For the treatment of P. gingivalis infection, after a period of passive immunotherapy with specific antibodies, the patient could be vaccinated with a high-efficiency polypeptide vaccine to stimulate his/her own active immune to generate effective neutralizing antibodies which remain in the patient’s sera for long term in preventing the growth and spread of pathogenic bacteria. The polypeptide vaccine disclosed herein is cost-effective and can be administered safely via a conventional route. Moreover, vaccine products do not contain a full-length protein, can particularly avoid harmful, allergic and unrelated antigenic fragment so as to reduce the risk of heterophilic antigens stimulating heterophilic antibodies.

The present disclosure provides a polypeptide vaccine, namely, PgingiVacRDI B11 - 1 C3 that is based on the RD21 to RD22 peptide fragment that Rag B-4-1 B11 -4-4 (1 B11 ) and/or RagB-4-1 C3-7-8 (1 C3) antibodies react to. As part of the process of refinement, both ends of the polypeptide were appropriately optimized. The polypeptide of PgingiVacRDI B 11 - 1 C3 vaccine can be synthesize and recombinant expression plasmids containing the polypeptide can be constructed and expressed in host cells inductive conditions. The protein expressed in the host cells can be purified by the conventional methods. The PgingiVacRDI B11 -1 C3 polypeptide comprises 75 amino acids, its amino acid sequence is set forth in SEQ ID NO. 127.
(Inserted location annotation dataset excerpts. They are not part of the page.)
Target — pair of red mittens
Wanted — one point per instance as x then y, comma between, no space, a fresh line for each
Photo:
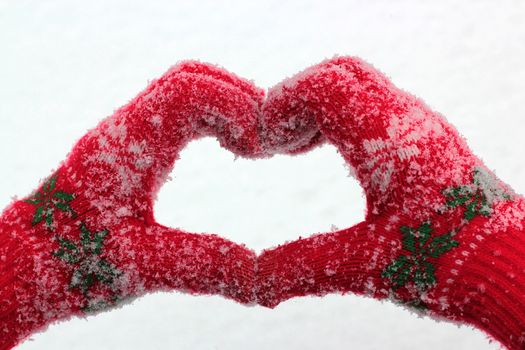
442,234
87,239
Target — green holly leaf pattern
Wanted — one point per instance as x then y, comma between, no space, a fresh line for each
47,200
416,266
477,197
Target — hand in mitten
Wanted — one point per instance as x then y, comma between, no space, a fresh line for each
442,235
87,239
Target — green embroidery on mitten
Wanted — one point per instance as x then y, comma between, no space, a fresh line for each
47,200
416,266
477,197
89,267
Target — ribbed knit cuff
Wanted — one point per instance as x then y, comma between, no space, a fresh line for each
493,287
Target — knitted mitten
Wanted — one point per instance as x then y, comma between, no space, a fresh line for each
442,236
87,239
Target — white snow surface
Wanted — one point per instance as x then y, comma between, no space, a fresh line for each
64,65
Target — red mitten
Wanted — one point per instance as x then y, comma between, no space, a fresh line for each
87,239
443,235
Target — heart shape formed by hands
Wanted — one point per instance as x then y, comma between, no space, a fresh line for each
442,235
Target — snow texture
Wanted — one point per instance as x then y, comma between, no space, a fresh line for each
65,66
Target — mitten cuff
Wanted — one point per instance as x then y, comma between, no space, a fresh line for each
10,252
493,288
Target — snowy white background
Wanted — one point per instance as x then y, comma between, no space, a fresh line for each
64,65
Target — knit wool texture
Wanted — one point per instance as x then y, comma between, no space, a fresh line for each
442,235
86,240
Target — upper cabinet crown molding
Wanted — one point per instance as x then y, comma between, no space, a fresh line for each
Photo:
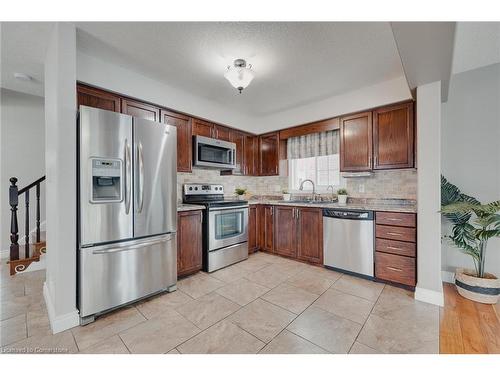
140,109
393,137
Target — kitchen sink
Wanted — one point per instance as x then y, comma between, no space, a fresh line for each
306,201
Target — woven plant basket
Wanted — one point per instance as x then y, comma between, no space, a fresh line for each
484,290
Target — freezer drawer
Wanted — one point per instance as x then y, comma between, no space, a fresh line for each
116,274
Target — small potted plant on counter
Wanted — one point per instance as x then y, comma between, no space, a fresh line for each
473,225
286,195
342,196
240,192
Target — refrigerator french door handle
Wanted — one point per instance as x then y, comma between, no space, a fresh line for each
116,249
128,177
141,177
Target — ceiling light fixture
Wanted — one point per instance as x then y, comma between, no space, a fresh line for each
240,75
22,77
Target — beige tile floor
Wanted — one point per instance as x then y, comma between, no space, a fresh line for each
266,304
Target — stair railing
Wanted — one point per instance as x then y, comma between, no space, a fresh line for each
14,194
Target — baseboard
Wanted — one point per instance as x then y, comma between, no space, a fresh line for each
448,277
429,296
62,322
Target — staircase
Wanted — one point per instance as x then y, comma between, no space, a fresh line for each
21,256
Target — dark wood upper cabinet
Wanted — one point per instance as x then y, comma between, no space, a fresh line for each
269,154
189,242
202,128
239,139
356,142
253,229
285,231
184,138
251,155
393,137
140,110
310,234
96,98
222,133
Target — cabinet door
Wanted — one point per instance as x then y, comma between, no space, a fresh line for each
356,142
285,231
222,133
141,110
252,229
97,98
269,154
189,242
267,228
251,156
184,138
310,234
239,139
202,128
393,135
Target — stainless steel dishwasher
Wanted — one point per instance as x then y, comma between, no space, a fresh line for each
348,240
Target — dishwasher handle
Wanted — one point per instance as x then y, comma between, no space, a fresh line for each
348,214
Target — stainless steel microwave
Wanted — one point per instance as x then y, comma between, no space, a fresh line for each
214,153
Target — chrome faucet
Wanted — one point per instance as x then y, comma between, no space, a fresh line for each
333,191
312,183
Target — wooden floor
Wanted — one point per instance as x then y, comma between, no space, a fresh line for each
468,327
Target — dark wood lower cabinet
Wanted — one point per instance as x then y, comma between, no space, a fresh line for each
293,232
266,228
285,231
396,247
253,229
189,242
310,234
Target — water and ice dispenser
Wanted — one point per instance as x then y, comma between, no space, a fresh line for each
107,180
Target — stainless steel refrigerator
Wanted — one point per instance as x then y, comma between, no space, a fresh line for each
127,210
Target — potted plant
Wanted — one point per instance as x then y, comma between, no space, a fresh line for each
473,225
240,192
286,195
342,196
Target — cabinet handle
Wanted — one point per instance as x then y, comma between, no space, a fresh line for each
394,248
395,269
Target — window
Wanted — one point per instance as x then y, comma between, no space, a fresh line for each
323,170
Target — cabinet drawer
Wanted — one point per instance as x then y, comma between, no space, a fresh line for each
395,268
396,218
395,233
396,247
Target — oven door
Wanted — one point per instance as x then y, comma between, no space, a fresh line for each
227,226
209,152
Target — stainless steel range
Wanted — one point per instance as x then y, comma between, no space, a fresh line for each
225,225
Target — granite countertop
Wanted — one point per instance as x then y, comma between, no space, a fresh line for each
189,207
375,205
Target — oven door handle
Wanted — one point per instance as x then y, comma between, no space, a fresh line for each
235,208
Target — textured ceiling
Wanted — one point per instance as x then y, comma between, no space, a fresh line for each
295,63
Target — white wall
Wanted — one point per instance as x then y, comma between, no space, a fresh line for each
471,150
380,94
429,285
60,160
22,155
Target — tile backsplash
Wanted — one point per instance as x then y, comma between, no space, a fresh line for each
396,184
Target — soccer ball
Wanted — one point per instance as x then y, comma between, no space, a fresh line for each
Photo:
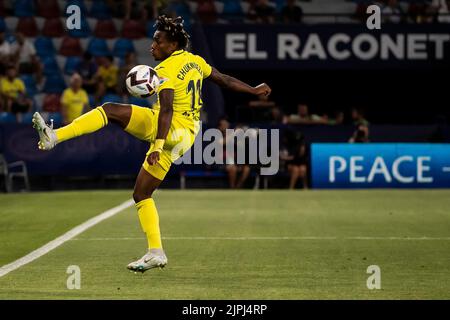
142,81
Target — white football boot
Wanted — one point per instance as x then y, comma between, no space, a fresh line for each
154,258
47,137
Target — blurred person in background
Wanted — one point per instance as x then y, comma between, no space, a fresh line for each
360,135
13,93
358,117
25,58
231,167
291,12
262,12
106,78
5,54
87,69
74,100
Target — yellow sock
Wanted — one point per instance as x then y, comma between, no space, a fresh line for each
148,216
86,123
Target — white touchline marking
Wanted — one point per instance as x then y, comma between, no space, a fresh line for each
65,237
272,238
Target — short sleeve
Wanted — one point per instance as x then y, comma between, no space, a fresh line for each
166,78
206,68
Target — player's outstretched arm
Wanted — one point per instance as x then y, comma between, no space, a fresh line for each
228,82
164,121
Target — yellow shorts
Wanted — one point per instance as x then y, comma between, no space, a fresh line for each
144,126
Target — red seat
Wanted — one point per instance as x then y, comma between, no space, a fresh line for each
52,103
48,8
70,47
133,29
27,26
105,29
53,28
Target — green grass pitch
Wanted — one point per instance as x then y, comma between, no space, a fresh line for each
234,245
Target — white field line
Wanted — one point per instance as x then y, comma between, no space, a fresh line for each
273,238
65,237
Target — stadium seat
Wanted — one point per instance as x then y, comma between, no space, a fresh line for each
2,25
71,64
100,10
83,32
98,47
30,84
27,26
111,98
24,8
139,101
70,47
27,117
50,65
7,117
54,83
53,27
52,103
48,8
132,29
105,29
44,46
79,3
122,47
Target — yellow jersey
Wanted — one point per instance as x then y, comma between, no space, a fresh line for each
184,73
12,88
74,103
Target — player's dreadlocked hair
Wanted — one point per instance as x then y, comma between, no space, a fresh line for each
174,29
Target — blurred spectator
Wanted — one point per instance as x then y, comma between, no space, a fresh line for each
358,117
303,117
291,12
5,53
13,94
361,134
106,77
25,58
87,69
206,11
392,12
129,62
297,164
262,12
74,100
231,167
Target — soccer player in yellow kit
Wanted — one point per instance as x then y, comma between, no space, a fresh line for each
170,126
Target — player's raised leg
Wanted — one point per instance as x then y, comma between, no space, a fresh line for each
86,123
149,219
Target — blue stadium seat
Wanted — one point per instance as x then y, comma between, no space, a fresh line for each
139,101
100,10
44,47
54,83
30,84
111,98
50,65
122,46
6,117
98,47
79,3
83,32
2,25
71,64
24,8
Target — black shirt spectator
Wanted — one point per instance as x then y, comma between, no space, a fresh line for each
291,12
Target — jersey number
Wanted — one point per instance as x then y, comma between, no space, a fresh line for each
195,90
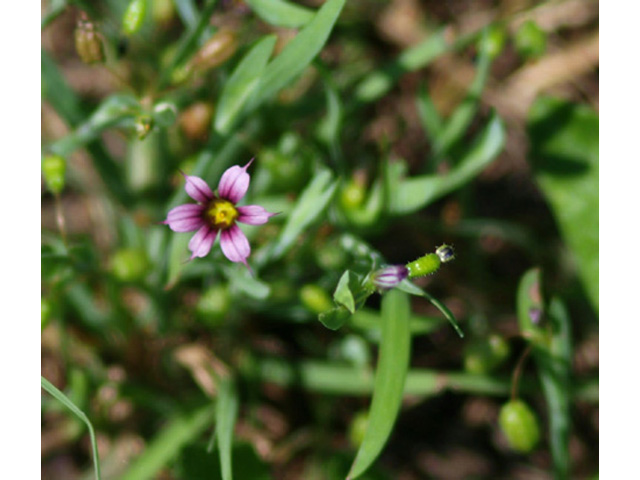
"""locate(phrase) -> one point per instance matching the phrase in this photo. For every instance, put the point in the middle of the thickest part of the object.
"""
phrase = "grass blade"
(181, 430)
(62, 398)
(226, 414)
(299, 53)
(393, 363)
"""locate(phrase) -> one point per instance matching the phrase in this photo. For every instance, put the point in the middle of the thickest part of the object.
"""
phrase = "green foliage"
(564, 156)
(371, 150)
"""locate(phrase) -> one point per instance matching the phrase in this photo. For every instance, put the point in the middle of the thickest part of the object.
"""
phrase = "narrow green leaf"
(242, 83)
(564, 154)
(280, 13)
(226, 414)
(62, 398)
(417, 192)
(168, 443)
(343, 295)
(299, 52)
(407, 286)
(549, 332)
(314, 199)
(429, 116)
(393, 363)
(376, 84)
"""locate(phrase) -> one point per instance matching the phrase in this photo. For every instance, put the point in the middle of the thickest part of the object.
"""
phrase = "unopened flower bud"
(88, 41)
(134, 16)
(389, 277)
(144, 125)
(220, 47)
(520, 426)
(129, 264)
(53, 170)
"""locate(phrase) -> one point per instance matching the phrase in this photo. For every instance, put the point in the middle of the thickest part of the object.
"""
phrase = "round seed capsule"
(520, 426)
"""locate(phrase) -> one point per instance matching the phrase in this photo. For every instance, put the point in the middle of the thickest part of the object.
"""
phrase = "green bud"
(493, 41)
(426, 265)
(520, 426)
(213, 305)
(352, 194)
(53, 170)
(46, 309)
(530, 40)
(133, 17)
(88, 41)
(481, 356)
(357, 428)
(315, 299)
(129, 264)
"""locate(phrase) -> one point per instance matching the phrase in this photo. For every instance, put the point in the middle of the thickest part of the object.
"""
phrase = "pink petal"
(235, 245)
(201, 243)
(185, 218)
(254, 215)
(234, 183)
(197, 189)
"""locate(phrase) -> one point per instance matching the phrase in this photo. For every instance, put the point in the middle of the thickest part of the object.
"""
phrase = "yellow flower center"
(221, 213)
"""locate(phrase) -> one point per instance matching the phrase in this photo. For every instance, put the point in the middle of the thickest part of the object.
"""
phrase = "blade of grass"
(280, 13)
(242, 83)
(226, 414)
(181, 430)
(551, 348)
(417, 192)
(391, 372)
(62, 398)
(299, 52)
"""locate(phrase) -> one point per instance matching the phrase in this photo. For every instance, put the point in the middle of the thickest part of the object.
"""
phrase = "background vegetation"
(381, 129)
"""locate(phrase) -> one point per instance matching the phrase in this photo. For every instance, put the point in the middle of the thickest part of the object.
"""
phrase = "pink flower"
(218, 213)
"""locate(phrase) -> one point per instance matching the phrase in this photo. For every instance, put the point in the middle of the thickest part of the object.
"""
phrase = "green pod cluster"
(430, 263)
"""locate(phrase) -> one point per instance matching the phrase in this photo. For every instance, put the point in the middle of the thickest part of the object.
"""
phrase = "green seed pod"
(220, 47)
(53, 171)
(426, 265)
(144, 125)
(88, 41)
(492, 42)
(315, 299)
(481, 356)
(129, 264)
(357, 428)
(530, 40)
(213, 305)
(520, 426)
(133, 17)
(352, 194)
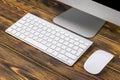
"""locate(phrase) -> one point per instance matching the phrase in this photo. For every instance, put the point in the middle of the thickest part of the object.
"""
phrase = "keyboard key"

While preferred embodiments of the present invention have been shown and described herein, it will be obvious to those skilled in the art that such embodiments are provided by way of example only. It is not intended that the invention be limited by the specific examples provided within the specification. While the invention has been described with reference to the aforementioned specification, the descriptions and illustrations of the embodiments herein are not meant to be construed in a limiting sense. Numerous variations, changes, and substitutions will now occur to those skilled in the art without departing from the invention. Furthermore, it shall be understood that all aspects of the invention are not limited to the specific depictions, configurations or relative proportions set forth herein which depend upon a variety of conditions and variables. It should be understood that various alternatives to the embodiments of the invention described herein may be employed in practicing the invention. It is therefore contemplated that the invention shall also cover any such alternatives, modifications, variations or equivalents. It is intended that the following claims define the scope of the invention and that methods and structures within the scope of these claims and their equivalents be covered thereby.